I'm having the same error with HTTP, however I'm uploading a plaintext JSON file. File size is ~3.5k, using a pretty vanilla container instance.

[afranken]

@jonasholtkamp @2mars I released 3.8.0 earlier today which should fix the problems in most cases. Only the combination http / sync / sha256 does not work, at least with the AWS v2 SDK for Java.

[jonasholtkamp]

Upgraded to 3.8.0, everything works like it did in 3.7.2, thank you.
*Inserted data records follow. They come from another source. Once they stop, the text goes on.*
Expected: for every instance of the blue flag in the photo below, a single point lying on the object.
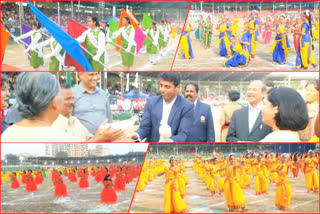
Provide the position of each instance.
(69, 44)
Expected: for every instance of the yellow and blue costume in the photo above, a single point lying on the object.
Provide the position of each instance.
(305, 53)
(185, 44)
(280, 47)
(224, 43)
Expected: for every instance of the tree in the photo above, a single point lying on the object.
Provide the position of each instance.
(61, 155)
(11, 158)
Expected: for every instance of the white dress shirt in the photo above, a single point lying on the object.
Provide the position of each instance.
(253, 114)
(166, 109)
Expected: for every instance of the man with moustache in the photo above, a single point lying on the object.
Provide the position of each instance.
(246, 123)
(168, 109)
(70, 124)
(91, 104)
(203, 127)
(5, 94)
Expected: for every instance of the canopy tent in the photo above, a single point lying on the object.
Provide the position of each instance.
(135, 94)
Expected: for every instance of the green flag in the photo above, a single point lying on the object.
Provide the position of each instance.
(146, 21)
(113, 27)
(69, 79)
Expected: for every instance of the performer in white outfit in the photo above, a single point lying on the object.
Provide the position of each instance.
(57, 54)
(152, 43)
(36, 59)
(128, 45)
(95, 40)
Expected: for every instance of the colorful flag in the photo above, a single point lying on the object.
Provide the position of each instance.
(113, 26)
(133, 23)
(5, 35)
(26, 29)
(75, 30)
(139, 36)
(146, 21)
(69, 44)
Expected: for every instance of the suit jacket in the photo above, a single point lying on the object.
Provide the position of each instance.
(202, 127)
(180, 119)
(239, 127)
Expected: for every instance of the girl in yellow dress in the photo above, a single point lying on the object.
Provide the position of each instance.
(173, 203)
(244, 174)
(224, 43)
(316, 30)
(218, 184)
(232, 189)
(261, 177)
(310, 172)
(235, 23)
(283, 188)
(4, 176)
(273, 165)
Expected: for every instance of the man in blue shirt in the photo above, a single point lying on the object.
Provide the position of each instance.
(168, 109)
(91, 104)
(203, 126)
(5, 94)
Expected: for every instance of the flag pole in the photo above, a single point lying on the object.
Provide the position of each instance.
(18, 42)
(104, 65)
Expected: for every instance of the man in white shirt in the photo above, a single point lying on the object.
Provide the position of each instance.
(95, 40)
(169, 109)
(70, 124)
(246, 123)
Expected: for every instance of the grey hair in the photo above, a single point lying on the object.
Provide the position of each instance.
(4, 79)
(263, 86)
(35, 92)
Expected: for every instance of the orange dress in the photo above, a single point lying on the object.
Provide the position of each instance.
(310, 173)
(261, 179)
(232, 190)
(283, 189)
(173, 202)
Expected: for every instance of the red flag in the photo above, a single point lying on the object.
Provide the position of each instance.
(5, 35)
(133, 23)
(75, 30)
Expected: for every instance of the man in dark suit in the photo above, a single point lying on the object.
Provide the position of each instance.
(246, 123)
(203, 127)
(169, 108)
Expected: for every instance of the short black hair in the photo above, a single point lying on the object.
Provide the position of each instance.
(269, 83)
(292, 110)
(194, 84)
(65, 85)
(4, 79)
(37, 24)
(174, 77)
(95, 19)
(234, 95)
(128, 19)
(315, 83)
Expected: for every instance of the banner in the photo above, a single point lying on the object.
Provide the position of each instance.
(75, 30)
(133, 23)
(146, 21)
(139, 36)
(69, 44)
(5, 35)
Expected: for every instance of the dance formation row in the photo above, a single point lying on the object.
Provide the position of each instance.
(239, 50)
(231, 175)
(96, 38)
(122, 175)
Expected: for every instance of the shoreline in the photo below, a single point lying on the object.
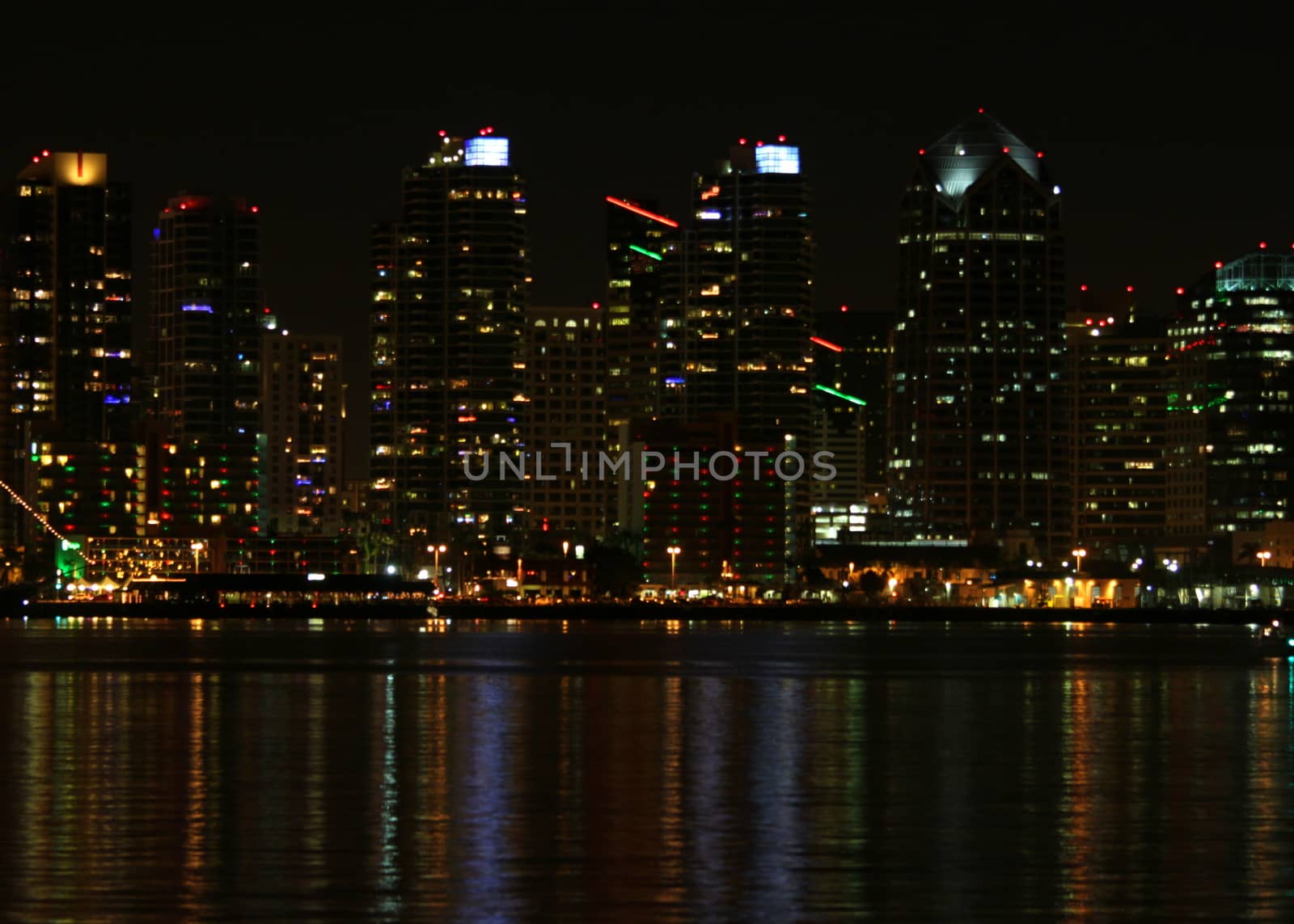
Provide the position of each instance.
(793, 612)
One extra question, might be a little offtopic: How does one set up the HTTPS client with S3Mock? The README mentions port 9191. If I shoot HTTPS request against that port, I get these errors:

software.amazon.awssdk.core.exception.SdkClientException: Unable to execute HTTP request: PKIX path building failed: sun.security.provider.certpath.SunCertPathBuilderException: unable to find valid certification path to requested target

I suppose I need to trust a certificate first? Do I need to generate, self-sign and install one with the mock? Some guidance would be appreciated.

[afranken]

@jonasholtkamp S3Mock bring its own, non-compliant SSL certificate. The HttpClient used by the AWS SDK can be configured to ignore that. The integration-test module contains setups for a number of HttpClients, for example: https://github.com/adobe/S3Mock/blob/main/integration-tests/src/test/kotlin/com/adobe/testing/s3mock/its/S3TestBase.kt#L156

If you run S3Mock in Docker, you could bring your own, valid SSL certificate, see #281

I'll see if I can add something to the README.md about using SSL in a later release.